First Look: Tully's Gluten-Free Bakery
The East Village storefront of Tully's Gluten-Free Bakery might be less than a week old, but many are familiar with this brand of baked goods, commonly found at Zabar's, and Ground Support in Soho. The bakery is completely gluten-free, with some vegan goods. There's a full menu of panini sandwiches and just enough counter seating for six. For those who love Babycakes on the Lower East Side, but are turned off by the higher prices, Tully's would be ideal. (Another difference: Babycakes uses agave, whereas Tully's uses cane sugar.) I found the variety and overall quality of goods to be slightly higher at Babycakes, but the chipper storefront, seating, and kinder staff at Tully's has me leaning towards the direction of this newcomer. A rundown of their goods below.
There are big cupcakes and there are mini cupcakes. Go with minis, which give the option to try most variety at a reasonable price, three for $3.50. The chocolate cake base easily triumphs over the vanilla, which had a tough, bouncy crumb. And of the frostings, the lightly whipped strawberry, with a cream cheese base, was most memorable of the three, buttery smooth and light. Both the chocolate and peanut butter frostings were on the stiffer side, and the peanut butter, a bit grainy.

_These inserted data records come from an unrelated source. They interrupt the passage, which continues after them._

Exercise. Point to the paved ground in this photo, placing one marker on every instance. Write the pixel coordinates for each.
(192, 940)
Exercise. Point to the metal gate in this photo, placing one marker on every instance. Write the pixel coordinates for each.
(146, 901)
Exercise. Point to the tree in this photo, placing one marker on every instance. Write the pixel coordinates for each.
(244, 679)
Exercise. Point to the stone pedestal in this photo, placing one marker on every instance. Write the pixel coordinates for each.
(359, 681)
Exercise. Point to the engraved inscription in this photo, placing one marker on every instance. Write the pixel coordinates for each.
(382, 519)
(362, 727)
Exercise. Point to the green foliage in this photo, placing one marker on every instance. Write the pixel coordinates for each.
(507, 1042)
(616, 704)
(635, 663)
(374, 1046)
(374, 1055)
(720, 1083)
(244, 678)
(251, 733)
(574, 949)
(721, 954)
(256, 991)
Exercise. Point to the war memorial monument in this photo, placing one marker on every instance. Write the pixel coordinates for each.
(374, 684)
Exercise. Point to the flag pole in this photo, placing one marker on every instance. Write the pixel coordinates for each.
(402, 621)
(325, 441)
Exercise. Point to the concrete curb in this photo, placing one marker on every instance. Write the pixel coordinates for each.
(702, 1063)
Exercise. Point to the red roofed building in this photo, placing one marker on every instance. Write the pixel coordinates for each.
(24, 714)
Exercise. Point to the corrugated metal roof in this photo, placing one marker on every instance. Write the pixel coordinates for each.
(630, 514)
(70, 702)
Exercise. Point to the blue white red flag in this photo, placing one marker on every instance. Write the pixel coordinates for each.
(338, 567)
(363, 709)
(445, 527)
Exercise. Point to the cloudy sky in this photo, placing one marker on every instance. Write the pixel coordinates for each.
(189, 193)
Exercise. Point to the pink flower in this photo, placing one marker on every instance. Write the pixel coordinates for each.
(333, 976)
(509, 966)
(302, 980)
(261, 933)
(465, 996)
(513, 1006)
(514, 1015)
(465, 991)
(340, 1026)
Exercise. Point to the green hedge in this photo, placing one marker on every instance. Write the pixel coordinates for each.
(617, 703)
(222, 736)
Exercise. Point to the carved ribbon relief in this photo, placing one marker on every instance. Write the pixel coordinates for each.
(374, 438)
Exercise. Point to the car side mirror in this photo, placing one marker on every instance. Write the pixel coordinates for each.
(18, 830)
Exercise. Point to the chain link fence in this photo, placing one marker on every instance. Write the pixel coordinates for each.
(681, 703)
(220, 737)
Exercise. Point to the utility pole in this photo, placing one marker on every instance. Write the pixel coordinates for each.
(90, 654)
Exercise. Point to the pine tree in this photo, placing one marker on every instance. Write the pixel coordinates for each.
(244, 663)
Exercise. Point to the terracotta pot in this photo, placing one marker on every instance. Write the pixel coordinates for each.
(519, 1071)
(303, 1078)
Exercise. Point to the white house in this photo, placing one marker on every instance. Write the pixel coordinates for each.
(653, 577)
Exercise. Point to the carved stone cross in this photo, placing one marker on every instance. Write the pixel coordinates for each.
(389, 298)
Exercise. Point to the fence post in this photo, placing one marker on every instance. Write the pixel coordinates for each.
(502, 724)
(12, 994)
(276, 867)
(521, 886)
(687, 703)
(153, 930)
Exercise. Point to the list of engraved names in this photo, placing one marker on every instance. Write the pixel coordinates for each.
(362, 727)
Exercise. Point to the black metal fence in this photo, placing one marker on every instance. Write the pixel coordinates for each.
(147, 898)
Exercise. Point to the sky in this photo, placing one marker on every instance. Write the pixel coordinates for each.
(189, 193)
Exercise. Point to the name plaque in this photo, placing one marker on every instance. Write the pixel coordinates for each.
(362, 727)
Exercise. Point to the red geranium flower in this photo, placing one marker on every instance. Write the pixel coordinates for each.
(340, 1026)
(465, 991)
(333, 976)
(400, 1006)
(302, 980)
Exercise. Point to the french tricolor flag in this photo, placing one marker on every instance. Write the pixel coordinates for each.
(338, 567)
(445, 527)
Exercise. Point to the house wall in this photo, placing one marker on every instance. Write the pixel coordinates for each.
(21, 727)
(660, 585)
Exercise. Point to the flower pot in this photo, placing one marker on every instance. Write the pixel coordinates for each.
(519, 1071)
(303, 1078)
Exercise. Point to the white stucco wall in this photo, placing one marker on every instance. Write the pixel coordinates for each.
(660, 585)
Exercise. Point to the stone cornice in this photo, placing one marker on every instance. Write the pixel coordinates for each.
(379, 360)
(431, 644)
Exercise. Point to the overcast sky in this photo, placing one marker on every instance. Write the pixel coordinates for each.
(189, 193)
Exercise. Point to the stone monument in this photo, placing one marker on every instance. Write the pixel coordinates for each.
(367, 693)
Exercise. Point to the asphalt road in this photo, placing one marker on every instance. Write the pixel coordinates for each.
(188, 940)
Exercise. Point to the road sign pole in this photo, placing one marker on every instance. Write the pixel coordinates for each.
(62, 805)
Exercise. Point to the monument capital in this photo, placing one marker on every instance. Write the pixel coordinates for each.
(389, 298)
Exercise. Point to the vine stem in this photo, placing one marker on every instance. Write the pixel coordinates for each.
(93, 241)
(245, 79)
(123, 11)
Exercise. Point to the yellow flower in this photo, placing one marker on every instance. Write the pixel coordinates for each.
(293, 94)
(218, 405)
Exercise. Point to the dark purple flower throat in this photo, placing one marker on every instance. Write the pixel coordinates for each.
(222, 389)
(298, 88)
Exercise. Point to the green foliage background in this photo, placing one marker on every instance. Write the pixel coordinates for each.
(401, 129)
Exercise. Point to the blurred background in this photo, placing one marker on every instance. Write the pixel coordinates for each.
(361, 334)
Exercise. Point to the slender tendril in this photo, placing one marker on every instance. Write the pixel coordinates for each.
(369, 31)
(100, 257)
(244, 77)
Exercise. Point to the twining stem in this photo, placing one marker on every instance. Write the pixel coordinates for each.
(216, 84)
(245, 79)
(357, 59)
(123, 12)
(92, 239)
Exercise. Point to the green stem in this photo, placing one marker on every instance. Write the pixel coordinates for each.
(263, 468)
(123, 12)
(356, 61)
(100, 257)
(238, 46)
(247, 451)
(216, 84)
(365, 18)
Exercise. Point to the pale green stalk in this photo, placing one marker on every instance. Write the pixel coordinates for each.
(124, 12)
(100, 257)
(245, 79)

Tully's does chocolate quite well here, and this is best discovered in the form of brownies. Both vegan brownies and a dark chocolate one are on the daily menu, $2.75 each. The vegan is like a molten chocolate cake at room temperature. You could call it fudgy, but it's about two steps past beyond fudgy—a wonderful dream for some, and a bit too much for others.
I fall in the latter camp, preferring the dark chocolate brownie—a clean-cut square with the classic crackly top, powdered-sugar dusted. This too is a dense and fudgy brownie, though less intense.
The Vegan Cookie ($2) changes on a daily basis—yesterday was a fine blend of almond flour, with bananas, dried cherries, gluten-free oats, and a handful of mini chocolate chips. The texture hovered on the gummy side, but the flavor combination was solid.
And then there is the Ginger Molasses Cookie ($2), lovely with crisp edges and a soft, cakey center. The ginger is present, but slight, with molasses dominating the bite.